Community groups protesting the proliferation of biodefense 'hot labs' conjure up scenarios of lax security, accidental infections and dangerous microbes escaping into the neighborhood to bolster their case. A previously unreleased report on inspections of existing labs suggests that only luck has kept those scenarios from becoming reality.

In April, the Office of Inspector General (OIG) at the US Department of Health and Human Services reported problems with security, database access and record keeping at 11 unnamed university labs. The inspections were carried out in 2002 but the report, completed in 2003, was not made public.

In response to numerous requests, particularly from the academic community, however, the agency released a summary, citing “serious weaknesses that compromised the security of select agents at all of the universities reviewed.”

The labs handle 39 'select agents'—toxins, viruses and other potential bioweapons such as anthrax. The inspectors found unlocked security doors, easy access to lab keys and scant attention to security badges, leaving labs vulnerable to intruders. The report also cited problems with sensitive data. In one case, a worker circulated an email with the lab's select agent registry to people outside the university. Researchers were also not required to maintain select agent inventories. In some cases, they did not document to whom they shipped those agents.

Under the US PATRIOT Act, institutions handling select agents were required to register with the US Centers for Disease Control and Prevention (CDC) and meet strict safety standards by March 2003. But at the time of the inspections, many labs had just begun implementing the measures, says Ted Jones, acting director of the CDC's select agent program. Jones says new inspections would find a very different system. “I would describe it as a sea change,” he says.

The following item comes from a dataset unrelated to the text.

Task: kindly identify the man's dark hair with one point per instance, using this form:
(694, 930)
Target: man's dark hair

Jonathan King, a researcher at the Massachusetts Institute of Technology, says he draws little comfort from the PATRIOT Act provisions. Secrecy provisions in the act will only make it more difficult for communities to assess risks from the agents at the labs, says King, who is one of more than 150 academics in the Boston area opposing a plan to build a national bio-containment lab in the city. The US National Institutes of Health's budget calls for 11 such labs at some of the country's premier research institutions (Nat. Med. 9, 805; 2003).